ÖPNV-Strategiekommission − GRÜNE: Ohne ÖPNV-Offensive droht die größte Abbestellung von Bahnstrecken in Sachsen seit 25 Jahren

(2016-31) "Sachsens Wirtschaftsminister Martin Dulig (SPD) muss sich schnell um die bedrohten Bahnstrecken in Sachsen kümmern", fordert Katja Meier, verkehrspolitische Sprecherin der Fraktion BÜNDNIS 90/DIE GRÜNEN im Sächsischen Landtag. "Abwarten und am Ende auf die Ergebnisse der ÖPNV-Strategiekommission verweisen, hilft nicht weiter. Angesichts der aktuellen Schwierigkeiten verbietet es sich, den Kopf in den Sand zu stecken.“
"Denn die Abwärtsspirale bei Sachsens Bahnverbindungen droht sich weiterzudrehen. Strecken wie Görlitz−Hoyerswerda, Aue−Thalheim oder Chemnitz−Elsterwerda stehen vor der Abbestellung. Angesichts der absehbaren Kürzungen bei den Regionalisierungsmitteln in den nächsten Jahren bringen die Verkehrsverbünde in Sachsen immer mehr Strecken, die von Abbestellung bedroht sind, ins Spiel", warnt die Abgeordnete.
"Die CDU/SPD-Koalition muss schon im Vorgriff auf den Doppelhaushalt 2017/18 deutliche Signale für mehr Mittel für den ÖPNV senden. Wenn Minister Dulig es ernst meint mit einer auskömmlichen Finanzierung von Bus und Bahn in Sachsen, müssen die Zuschüsse im Haushalt dringend erhöht werden. Mindestens 90 Prozent aller Regionalisierungsmittel müssen kurzfristig im Haushalt an die Verkehrsverbünde weitergeleitet werden – so wie es die SPD in der Opposition immer gefordert hat."
"Doch leider hat es den Anschein, dass sich der Minister und die CDU/SPD-Koalition hinter der Arbeit der ÖPNV-Strategiekommission verstecken möchten."
Anfang Januar wurde der Zwischenbericht der ÖPNV-Strategiekommission veröffentlicht. Mit der Erstellung des Zwischenberichts wurde das Gutachterkonsortium ETC Transport Consultants GmbH und KCW GmbH beauftragt. Die ÖPNV-Strategiekommission selbst wurde für die gesamte Legislatur bis zum Jahr 2019 eingesetzt.
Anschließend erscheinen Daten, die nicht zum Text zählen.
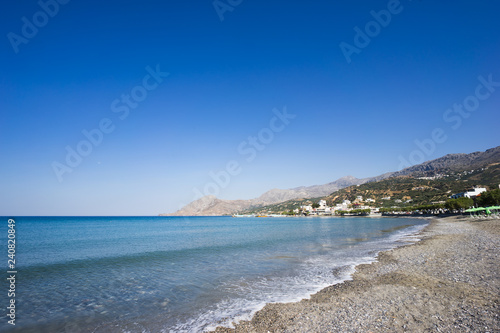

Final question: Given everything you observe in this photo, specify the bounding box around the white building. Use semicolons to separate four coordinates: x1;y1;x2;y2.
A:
450;187;486;199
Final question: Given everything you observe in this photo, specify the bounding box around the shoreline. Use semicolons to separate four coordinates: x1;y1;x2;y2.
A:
213;216;500;333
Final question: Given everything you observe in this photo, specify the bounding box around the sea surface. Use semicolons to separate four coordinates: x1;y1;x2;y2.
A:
0;217;427;333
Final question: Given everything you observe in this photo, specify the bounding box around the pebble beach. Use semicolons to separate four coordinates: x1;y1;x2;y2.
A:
215;217;500;333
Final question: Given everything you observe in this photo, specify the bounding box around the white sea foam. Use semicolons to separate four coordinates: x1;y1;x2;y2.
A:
170;219;425;333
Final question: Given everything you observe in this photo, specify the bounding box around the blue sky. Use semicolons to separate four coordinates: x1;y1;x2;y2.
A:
0;0;500;216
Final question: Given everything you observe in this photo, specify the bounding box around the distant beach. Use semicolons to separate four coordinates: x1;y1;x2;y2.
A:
215;217;500;333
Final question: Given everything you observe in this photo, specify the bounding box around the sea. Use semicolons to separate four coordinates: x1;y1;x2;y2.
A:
0;217;427;333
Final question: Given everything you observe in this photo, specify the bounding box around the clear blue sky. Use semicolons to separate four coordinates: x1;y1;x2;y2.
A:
0;0;500;216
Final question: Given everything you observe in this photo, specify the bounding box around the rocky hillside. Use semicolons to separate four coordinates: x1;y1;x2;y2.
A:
391;146;500;177
160;176;372;216
160;146;500;216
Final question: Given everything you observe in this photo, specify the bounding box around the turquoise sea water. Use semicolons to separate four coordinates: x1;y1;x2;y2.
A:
0;217;426;333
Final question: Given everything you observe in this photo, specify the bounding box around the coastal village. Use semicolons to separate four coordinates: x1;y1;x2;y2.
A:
233;185;500;217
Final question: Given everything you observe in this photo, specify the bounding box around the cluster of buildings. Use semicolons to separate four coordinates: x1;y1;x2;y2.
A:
293;196;378;215
450;187;486;199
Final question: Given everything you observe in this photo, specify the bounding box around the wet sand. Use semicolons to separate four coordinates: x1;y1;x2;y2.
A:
215;217;500;333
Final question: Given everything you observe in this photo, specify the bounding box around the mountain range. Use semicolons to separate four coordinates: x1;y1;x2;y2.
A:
160;146;500;216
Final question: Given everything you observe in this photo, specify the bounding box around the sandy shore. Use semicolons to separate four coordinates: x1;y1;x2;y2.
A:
216;217;500;333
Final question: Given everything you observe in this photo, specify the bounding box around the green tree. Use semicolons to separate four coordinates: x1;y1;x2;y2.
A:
445;197;474;211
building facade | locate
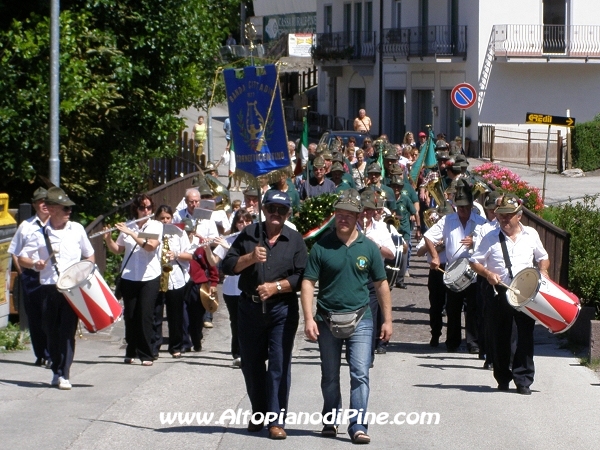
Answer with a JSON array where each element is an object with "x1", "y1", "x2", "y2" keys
[{"x1": 313, "y1": 0, "x2": 600, "y2": 150}]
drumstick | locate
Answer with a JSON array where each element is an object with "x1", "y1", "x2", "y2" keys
[
  {"x1": 498, "y1": 281, "x2": 521, "y2": 296},
  {"x1": 437, "y1": 267, "x2": 521, "y2": 296},
  {"x1": 200, "y1": 289, "x2": 215, "y2": 300}
]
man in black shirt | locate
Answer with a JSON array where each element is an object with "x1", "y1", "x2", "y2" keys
[{"x1": 223, "y1": 190, "x2": 307, "y2": 439}]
Meier weist zudem auf den "Geburtsfehler" der ÖPNV-Strategiekommission hin:
"Für die Arbeit der Kommission wurden leider keine konkreten Ziele formuliert. Ein Blick nach Nordrhein-Westfalen zeigt, dass eine ÖPNV-Kommission auch anders agieren könnte: Hier sprach sich die Zukunftskommission offensiv für eine 50- bis 100-prozentige Steigerung der ÖPNV-Verkehrsleistung aus. Sie legte konkrete Vorschläge vor, um dieses Ziel zu verwirklichen. Andere Landesregierungen, wie die in Baden-Württemberg und Schleswig-Holstein, haben sich Regierungsziele gesetzt. So will Baden-Württemberg seine Fahrgastzahlen im ÖPNV von 2014 bis 2030 verdoppeln; Schleswig-Holsteins Regierung hat erklärt, den ÖPNV-Anteil von 2012 bis 2030 um 50 Prozent zu erhöhen."
"Die sächsische Staatsregierung ist dagegen völlig ambitionslos. Der Auftrag der sächsischen ÖPNV-Strategiekommission lautet lediglich, den Finanzbedarf für die Grundversorgung mit ÖPNV/SPNV*-Leistungen zu ermitteln."
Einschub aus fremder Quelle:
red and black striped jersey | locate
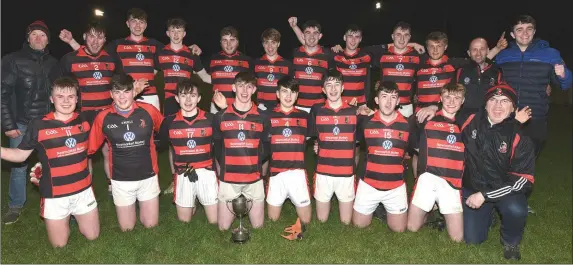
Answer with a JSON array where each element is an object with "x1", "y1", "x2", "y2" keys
[
  {"x1": 368, "y1": 45, "x2": 420, "y2": 105},
  {"x1": 209, "y1": 51, "x2": 249, "y2": 106},
  {"x1": 358, "y1": 110, "x2": 415, "y2": 190},
  {"x1": 309, "y1": 102, "x2": 359, "y2": 177},
  {"x1": 416, "y1": 55, "x2": 467, "y2": 107},
  {"x1": 269, "y1": 106, "x2": 308, "y2": 176},
  {"x1": 334, "y1": 49, "x2": 372, "y2": 105},
  {"x1": 106, "y1": 36, "x2": 163, "y2": 95},
  {"x1": 18, "y1": 112, "x2": 92, "y2": 198},
  {"x1": 412, "y1": 111, "x2": 465, "y2": 189},
  {"x1": 155, "y1": 44, "x2": 204, "y2": 98},
  {"x1": 88, "y1": 102, "x2": 163, "y2": 181},
  {"x1": 58, "y1": 46, "x2": 118, "y2": 111},
  {"x1": 253, "y1": 54, "x2": 294, "y2": 108},
  {"x1": 292, "y1": 46, "x2": 335, "y2": 108},
  {"x1": 159, "y1": 109, "x2": 213, "y2": 170},
  {"x1": 213, "y1": 103, "x2": 270, "y2": 184}
]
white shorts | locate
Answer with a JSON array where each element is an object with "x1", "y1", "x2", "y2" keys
[
  {"x1": 412, "y1": 172, "x2": 463, "y2": 214},
  {"x1": 354, "y1": 180, "x2": 408, "y2": 215},
  {"x1": 398, "y1": 103, "x2": 414, "y2": 118},
  {"x1": 267, "y1": 169, "x2": 310, "y2": 207},
  {"x1": 314, "y1": 174, "x2": 356, "y2": 202},
  {"x1": 40, "y1": 187, "x2": 97, "y2": 220},
  {"x1": 111, "y1": 175, "x2": 161, "y2": 206},
  {"x1": 294, "y1": 106, "x2": 311, "y2": 113},
  {"x1": 218, "y1": 179, "x2": 265, "y2": 202},
  {"x1": 173, "y1": 168, "x2": 219, "y2": 207}
]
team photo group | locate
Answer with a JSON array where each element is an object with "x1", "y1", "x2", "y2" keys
[{"x1": 1, "y1": 5, "x2": 573, "y2": 259}]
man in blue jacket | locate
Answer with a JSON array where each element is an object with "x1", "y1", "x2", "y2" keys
[{"x1": 496, "y1": 15, "x2": 573, "y2": 156}]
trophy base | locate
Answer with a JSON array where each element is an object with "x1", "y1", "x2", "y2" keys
[{"x1": 231, "y1": 229, "x2": 251, "y2": 244}]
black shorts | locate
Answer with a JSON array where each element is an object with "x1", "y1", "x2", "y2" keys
[{"x1": 163, "y1": 97, "x2": 181, "y2": 116}]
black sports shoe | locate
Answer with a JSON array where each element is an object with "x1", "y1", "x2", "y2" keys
[{"x1": 503, "y1": 240, "x2": 521, "y2": 260}]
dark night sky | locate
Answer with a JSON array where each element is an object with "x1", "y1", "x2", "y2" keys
[{"x1": 2, "y1": 0, "x2": 573, "y2": 65}]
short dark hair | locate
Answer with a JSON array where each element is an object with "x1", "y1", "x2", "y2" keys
[
  {"x1": 324, "y1": 69, "x2": 342, "y2": 84},
  {"x1": 111, "y1": 73, "x2": 133, "y2": 91},
  {"x1": 301, "y1": 20, "x2": 322, "y2": 32},
  {"x1": 50, "y1": 76, "x2": 79, "y2": 93},
  {"x1": 220, "y1": 26, "x2": 239, "y2": 39},
  {"x1": 392, "y1": 21, "x2": 412, "y2": 33},
  {"x1": 426, "y1": 31, "x2": 448, "y2": 45},
  {"x1": 376, "y1": 81, "x2": 399, "y2": 96},
  {"x1": 167, "y1": 18, "x2": 187, "y2": 30},
  {"x1": 177, "y1": 79, "x2": 201, "y2": 96},
  {"x1": 261, "y1": 28, "x2": 281, "y2": 42},
  {"x1": 84, "y1": 20, "x2": 106, "y2": 36},
  {"x1": 344, "y1": 24, "x2": 362, "y2": 35},
  {"x1": 127, "y1": 7, "x2": 147, "y2": 22},
  {"x1": 233, "y1": 72, "x2": 257, "y2": 85},
  {"x1": 511, "y1": 15, "x2": 537, "y2": 31},
  {"x1": 277, "y1": 75, "x2": 298, "y2": 93}
]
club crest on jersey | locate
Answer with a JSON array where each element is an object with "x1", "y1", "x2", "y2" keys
[
  {"x1": 283, "y1": 128, "x2": 292, "y2": 138},
  {"x1": 187, "y1": 139, "x2": 197, "y2": 149},
  {"x1": 382, "y1": 140, "x2": 392, "y2": 150},
  {"x1": 497, "y1": 142, "x2": 507, "y2": 154},
  {"x1": 446, "y1": 134, "x2": 457, "y2": 144},
  {"x1": 237, "y1": 132, "x2": 246, "y2": 142},
  {"x1": 66, "y1": 138, "x2": 77, "y2": 149},
  {"x1": 123, "y1": 132, "x2": 135, "y2": 142}
]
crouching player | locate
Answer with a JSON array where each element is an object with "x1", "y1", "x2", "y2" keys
[
  {"x1": 408, "y1": 83, "x2": 465, "y2": 242},
  {"x1": 159, "y1": 79, "x2": 218, "y2": 224},
  {"x1": 267, "y1": 76, "x2": 311, "y2": 230},
  {"x1": 352, "y1": 81, "x2": 415, "y2": 232},
  {"x1": 88, "y1": 74, "x2": 163, "y2": 231},
  {"x1": 0, "y1": 77, "x2": 100, "y2": 247}
]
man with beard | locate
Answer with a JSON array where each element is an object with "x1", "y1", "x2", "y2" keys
[{"x1": 0, "y1": 21, "x2": 58, "y2": 224}]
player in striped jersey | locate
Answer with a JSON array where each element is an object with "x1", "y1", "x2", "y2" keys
[
  {"x1": 159, "y1": 79, "x2": 218, "y2": 224},
  {"x1": 352, "y1": 81, "x2": 415, "y2": 232},
  {"x1": 408, "y1": 83, "x2": 465, "y2": 242},
  {"x1": 267, "y1": 76, "x2": 311, "y2": 229},
  {"x1": 0, "y1": 77, "x2": 100, "y2": 247}
]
"Gemeinsames Ziel der sächsischen ÖPNV-Kommission muss es werden, die Zahl der Fahrgäste von Bus und Bahn bis zum Jahr 2025 in Sachsen um mindestens 50 Prozent zu erhöhen“, fordert die Abgeordnete. "Aus dem von den Verkehrs-Beratungsunternehmen KCW und ETC erarbeiteten Zwischenbericht ließen sich diese konkreten Ziele durchaus begründen. Denn die Gutachter weisen nach, dass der Verkehrssektor in Sachsen bislang überhaupt keinen Beitrag zur Umsetzung der sächsischen Klimaschutzziele leistet."
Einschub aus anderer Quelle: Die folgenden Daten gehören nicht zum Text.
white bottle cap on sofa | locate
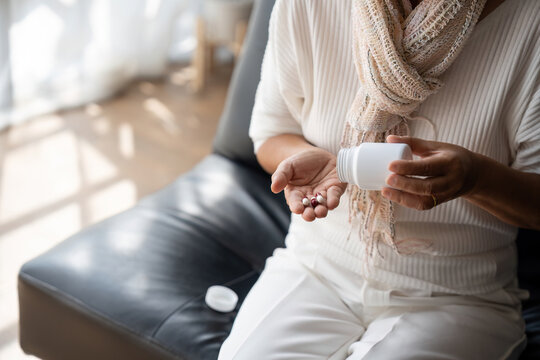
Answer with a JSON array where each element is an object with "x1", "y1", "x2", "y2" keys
[
  {"x1": 337, "y1": 143, "x2": 413, "y2": 190},
  {"x1": 204, "y1": 285, "x2": 238, "y2": 312}
]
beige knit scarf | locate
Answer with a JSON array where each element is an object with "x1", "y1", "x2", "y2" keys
[{"x1": 341, "y1": 0, "x2": 486, "y2": 257}]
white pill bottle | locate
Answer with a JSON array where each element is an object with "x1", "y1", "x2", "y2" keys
[{"x1": 337, "y1": 143, "x2": 413, "y2": 190}]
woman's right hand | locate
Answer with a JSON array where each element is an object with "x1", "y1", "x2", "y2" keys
[{"x1": 271, "y1": 148, "x2": 347, "y2": 221}]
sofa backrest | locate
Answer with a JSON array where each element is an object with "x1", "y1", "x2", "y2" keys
[{"x1": 214, "y1": 0, "x2": 275, "y2": 167}]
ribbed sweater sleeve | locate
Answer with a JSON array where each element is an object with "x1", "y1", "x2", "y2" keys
[{"x1": 249, "y1": 0, "x2": 304, "y2": 152}]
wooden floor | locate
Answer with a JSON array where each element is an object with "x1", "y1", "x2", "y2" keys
[{"x1": 0, "y1": 64, "x2": 231, "y2": 360}]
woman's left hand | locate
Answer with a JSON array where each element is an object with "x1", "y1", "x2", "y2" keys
[{"x1": 382, "y1": 135, "x2": 478, "y2": 210}]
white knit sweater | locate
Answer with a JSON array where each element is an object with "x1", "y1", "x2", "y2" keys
[{"x1": 250, "y1": 0, "x2": 540, "y2": 294}]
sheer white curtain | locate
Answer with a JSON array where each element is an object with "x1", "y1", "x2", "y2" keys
[{"x1": 0, "y1": 0, "x2": 197, "y2": 129}]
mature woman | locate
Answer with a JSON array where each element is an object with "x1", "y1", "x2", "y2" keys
[{"x1": 220, "y1": 0, "x2": 540, "y2": 360}]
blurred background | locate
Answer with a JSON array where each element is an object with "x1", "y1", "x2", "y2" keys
[{"x1": 0, "y1": 0, "x2": 251, "y2": 360}]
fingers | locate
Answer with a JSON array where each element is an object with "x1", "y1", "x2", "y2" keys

"Für den ländlichen Raum lediglich eine Grundversorgung mit ÖPNV/SPNV sicherzustellen, ist völlig unzureichend. Hier hat der ÖPNV schon heute teilweise nur noch Nischen- und Alibifunktion und taugt wenig als Alternative zum eigenen Auto. Vielerorts ist der Schülerverkehr die letzte Stütze des öffentlichen Nahverkehrs. Der Finanzbedarf sollte nicht nur für ein Grundangebot, sondern für ein ausgebautes Angebot ermittelt werden."
"Unser Ziel, die Fahrgäste von Bus und Bahn um mindestens 50 Prozent zu erhöhen, wollen wir mit einem landesweiten integrierten Taktfahrplan (‚Sachsentakt‘) als Teil eines deutschlandweit notwendigen integralen Taktfahrplanes realisieren und mit den Nachbarländern verzahnen. Kern dieses Sachsentaktes sind mindestens im Stundentakt verkehrende Züge, Fahrplanverdichtungen auf nachfragestarken Strecken, verbesserte Direktverbindungen sowie garantierte Anschlüsse mit kurzen Aufenthaltszeiten an den Umsteigeknoten.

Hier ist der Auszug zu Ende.